Artist Abiy Frew keeps an eye on the immigration crisis abroad while working in Key West. He knows all too well the precarious world of leaving one’s home country; a combination of displacement and hope for opportunity abroad. A native of Addis Ababa, Ethopia, Frew immigrated to the United States in 1998 but keeps looking back.

“I still struggle with what’s happening on that side of the world,” said Frew. “I have seen gentrification first hand in my home country, people pushed out and lost.”

Frew translates that sense of dislocation with his ethereal sea series about to be shown at the Studios of Key West. He studied figure painting at the prestigious Pennsylvania Academy of the Fine Arts and his newest series incorporates figures muted in an intangible landscape of colors.

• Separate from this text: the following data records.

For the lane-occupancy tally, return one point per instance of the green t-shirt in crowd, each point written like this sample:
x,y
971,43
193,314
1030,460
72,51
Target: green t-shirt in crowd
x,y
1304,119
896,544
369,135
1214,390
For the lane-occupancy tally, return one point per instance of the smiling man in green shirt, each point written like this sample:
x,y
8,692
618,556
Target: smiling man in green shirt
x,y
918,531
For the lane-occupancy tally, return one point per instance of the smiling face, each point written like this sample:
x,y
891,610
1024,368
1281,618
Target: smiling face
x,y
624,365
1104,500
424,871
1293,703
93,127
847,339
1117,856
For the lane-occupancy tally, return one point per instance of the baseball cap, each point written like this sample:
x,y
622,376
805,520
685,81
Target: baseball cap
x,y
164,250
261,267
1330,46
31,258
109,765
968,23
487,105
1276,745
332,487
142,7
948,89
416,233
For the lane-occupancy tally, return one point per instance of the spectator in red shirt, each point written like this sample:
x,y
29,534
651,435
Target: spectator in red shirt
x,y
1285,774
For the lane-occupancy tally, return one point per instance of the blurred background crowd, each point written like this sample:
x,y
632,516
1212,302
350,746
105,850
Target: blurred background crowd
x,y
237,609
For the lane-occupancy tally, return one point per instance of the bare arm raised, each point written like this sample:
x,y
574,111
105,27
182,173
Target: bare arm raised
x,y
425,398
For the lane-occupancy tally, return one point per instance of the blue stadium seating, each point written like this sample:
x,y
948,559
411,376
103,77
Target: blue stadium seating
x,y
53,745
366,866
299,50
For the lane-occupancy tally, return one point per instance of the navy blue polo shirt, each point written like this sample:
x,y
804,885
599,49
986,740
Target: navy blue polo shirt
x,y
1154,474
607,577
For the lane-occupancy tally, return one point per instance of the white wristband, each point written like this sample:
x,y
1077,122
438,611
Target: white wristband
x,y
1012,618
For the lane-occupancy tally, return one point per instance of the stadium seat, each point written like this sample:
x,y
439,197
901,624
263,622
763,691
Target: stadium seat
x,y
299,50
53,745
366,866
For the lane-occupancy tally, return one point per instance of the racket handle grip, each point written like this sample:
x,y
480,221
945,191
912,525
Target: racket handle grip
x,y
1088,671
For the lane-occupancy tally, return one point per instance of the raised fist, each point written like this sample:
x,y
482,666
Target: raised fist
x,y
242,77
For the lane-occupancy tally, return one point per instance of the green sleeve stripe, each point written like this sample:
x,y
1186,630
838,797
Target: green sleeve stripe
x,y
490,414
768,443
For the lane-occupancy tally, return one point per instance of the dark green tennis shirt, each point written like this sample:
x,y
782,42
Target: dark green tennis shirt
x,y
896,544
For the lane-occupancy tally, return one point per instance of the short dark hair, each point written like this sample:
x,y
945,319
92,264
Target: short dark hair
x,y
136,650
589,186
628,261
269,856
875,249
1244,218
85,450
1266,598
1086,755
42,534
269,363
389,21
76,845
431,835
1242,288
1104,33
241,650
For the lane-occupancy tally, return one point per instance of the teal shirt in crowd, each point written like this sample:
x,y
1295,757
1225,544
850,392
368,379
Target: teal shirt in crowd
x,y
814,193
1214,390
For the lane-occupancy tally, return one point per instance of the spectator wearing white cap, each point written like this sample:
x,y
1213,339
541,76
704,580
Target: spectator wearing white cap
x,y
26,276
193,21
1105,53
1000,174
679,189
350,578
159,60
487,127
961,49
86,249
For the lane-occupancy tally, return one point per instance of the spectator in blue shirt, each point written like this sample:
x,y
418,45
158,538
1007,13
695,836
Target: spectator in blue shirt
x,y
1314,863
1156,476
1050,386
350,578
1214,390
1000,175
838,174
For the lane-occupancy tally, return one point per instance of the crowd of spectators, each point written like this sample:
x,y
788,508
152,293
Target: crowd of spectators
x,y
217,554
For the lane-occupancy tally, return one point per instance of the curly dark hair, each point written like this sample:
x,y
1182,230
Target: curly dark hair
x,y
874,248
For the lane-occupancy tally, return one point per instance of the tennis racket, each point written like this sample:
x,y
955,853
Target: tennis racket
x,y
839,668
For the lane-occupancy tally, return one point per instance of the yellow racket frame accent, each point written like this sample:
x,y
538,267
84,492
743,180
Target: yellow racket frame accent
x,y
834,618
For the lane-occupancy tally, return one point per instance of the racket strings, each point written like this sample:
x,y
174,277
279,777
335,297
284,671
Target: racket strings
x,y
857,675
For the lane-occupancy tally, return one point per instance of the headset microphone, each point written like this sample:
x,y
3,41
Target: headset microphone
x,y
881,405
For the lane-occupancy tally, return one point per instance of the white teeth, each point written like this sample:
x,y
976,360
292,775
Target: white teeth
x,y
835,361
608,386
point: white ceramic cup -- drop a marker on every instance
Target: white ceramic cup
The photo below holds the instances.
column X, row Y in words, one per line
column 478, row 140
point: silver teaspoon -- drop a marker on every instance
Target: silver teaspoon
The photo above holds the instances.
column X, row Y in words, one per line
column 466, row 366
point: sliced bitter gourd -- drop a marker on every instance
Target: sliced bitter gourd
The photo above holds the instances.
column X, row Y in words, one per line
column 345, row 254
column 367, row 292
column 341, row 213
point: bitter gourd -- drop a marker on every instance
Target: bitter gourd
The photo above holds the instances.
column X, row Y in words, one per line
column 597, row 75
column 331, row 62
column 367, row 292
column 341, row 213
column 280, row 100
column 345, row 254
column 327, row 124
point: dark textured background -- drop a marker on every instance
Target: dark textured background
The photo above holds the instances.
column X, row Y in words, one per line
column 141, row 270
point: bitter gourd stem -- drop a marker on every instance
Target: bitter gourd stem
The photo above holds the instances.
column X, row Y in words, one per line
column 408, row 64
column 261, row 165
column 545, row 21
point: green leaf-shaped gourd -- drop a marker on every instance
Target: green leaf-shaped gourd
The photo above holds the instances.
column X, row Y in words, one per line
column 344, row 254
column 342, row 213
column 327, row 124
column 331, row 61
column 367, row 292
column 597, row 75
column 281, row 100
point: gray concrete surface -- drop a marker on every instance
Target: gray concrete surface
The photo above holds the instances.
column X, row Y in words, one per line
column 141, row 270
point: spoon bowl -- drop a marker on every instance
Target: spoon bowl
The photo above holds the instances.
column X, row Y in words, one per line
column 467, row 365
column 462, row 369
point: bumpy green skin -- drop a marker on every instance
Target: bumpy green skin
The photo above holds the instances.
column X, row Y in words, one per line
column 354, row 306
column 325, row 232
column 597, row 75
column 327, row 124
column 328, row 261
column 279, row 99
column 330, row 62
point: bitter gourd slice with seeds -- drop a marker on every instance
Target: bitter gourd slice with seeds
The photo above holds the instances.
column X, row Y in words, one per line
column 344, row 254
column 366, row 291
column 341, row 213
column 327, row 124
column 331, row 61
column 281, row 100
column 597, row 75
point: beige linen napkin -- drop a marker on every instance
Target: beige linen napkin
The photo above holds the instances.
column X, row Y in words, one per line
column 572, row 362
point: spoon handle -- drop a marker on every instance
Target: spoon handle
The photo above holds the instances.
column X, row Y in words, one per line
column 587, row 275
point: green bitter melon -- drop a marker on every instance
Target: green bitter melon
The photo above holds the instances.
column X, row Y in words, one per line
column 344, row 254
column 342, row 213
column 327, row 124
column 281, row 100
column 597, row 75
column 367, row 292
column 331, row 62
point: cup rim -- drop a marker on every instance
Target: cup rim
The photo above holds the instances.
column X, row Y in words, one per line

“It’s about finding your way out and figuring where you belong,” said Frew. Frew is open to dialogue and discussion about his work, typical of expressionistic painting, driven by emotions. Like the journey of immigrants, his paintings are not clearly defined and exude the same sense of personal struggle. Mixing images, colors, with materials such as sticks, charcoal and cement create indefinable worlds the viewer passes through and wonders where it will end, like gazing out at the sea.

“Abiy’s paintings are powerful, expressionistic things, though always built on a foundation of academic training,” said Studios Director Jed Dodds. “His work is a far cry from most of what you see in Key West, and we thought it was important to be seen for just that reason.”

In 2005, Abiy was the recipient of the Huldah Bender Kerner scholarship for outstanding achievement in painting at the Academy. He has exhibited in numerous group shows in Philadelphia  and has been commissioned to do portraits as well as a public mural in Maryland. He has received a number of awards in variety of mediums, including the Charles Toppan Prize for excellence in drawings.